First, I believe they mistate the numbers in the paper, which refers to the Number of Majors, not the number of penalty minutes served. The coefficient for Majors to Team Points is indeed 0.07587 in this study. What the National Post overlooks is that if you're going to take a Major, you also need to account for the 5 PIM, which has a coefficient of -0.01087, so the net result (even using the paper's shoddy analysis) would be 0.02152, much less than was cited. As for the impact on opponent scoring (0.24 Goals Against reduction per Major), I just don't see that in here. The only table included regarding Goals Against uses logarithmic data, so perhaps I'm missing something.

By and large, the numbers match up with amazing precision and seem to point to some radical results. But that's really because they were hopelessly intertwined to begin with.

The real firebomb is right here:

As MAJORS were found to have a positive effect on PTS and a negative effect on GA, this implies that Major Penalties (more specifically fighting) do in fact aid a team’s success.

First of all, there is nothing in the study that suggests that fighting majors have any different effect than other major penalties. The authors are making an unwise leap here.

Even though fighting results in a penalty, it is shown to be able to jump start a team into action and elicit better play. For example, if a team is not playing well, a player might start a fight with the opposing team in order to get the momentum of the game back on his side.

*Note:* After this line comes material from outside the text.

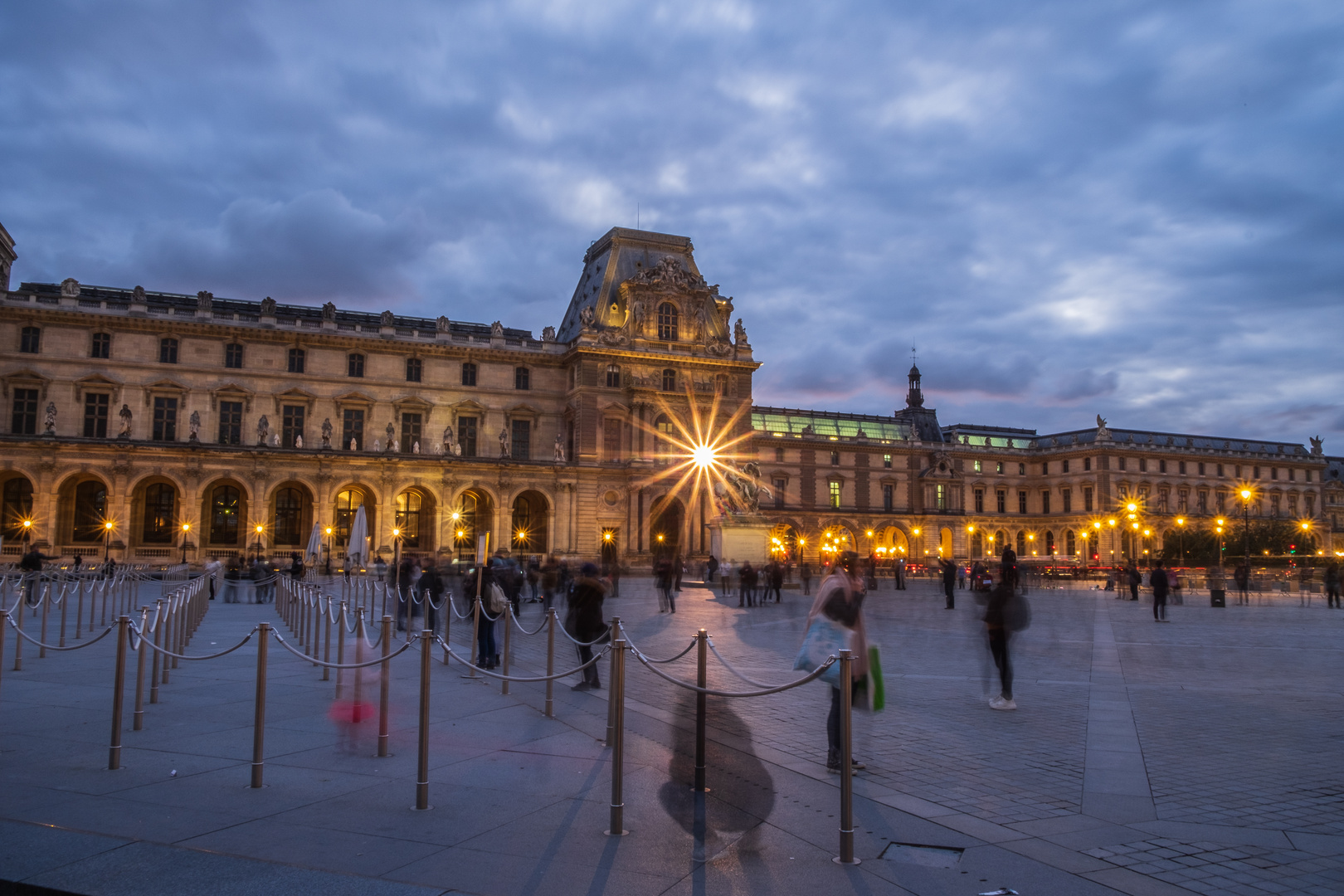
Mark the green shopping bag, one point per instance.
(877, 691)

Again, there is no evidence in the study to suggest this. They certainly don't look at event sequencing, to see if teams score goals after taking major penalties, or instead take those penalties once they have a safe lead.

My Conclusion
Overall, this looks like something an undergrad would put together, as an exercise in how to build a statistical study around a topic of their choice. Then the professor would rip it apart and send them back for better data to work with before drawing such assertive conclusions.

The work I do here in this blog isn't as formal as these authors are trying to be, in part because I think at this stage the interesting work lies in identifying fruitful areas for future study. Papers like this only serve to cast a disparaging light on the work of hockey statisticians in general, by publicizing absurd claims which fly in the face of both common sense and critical judgement. I'm an economist by training, but I wouldn't jump to use the economist's toolbox in this field before I truly felt confident that the source material is valid, and that the results would be useful. This study fails in both those areas.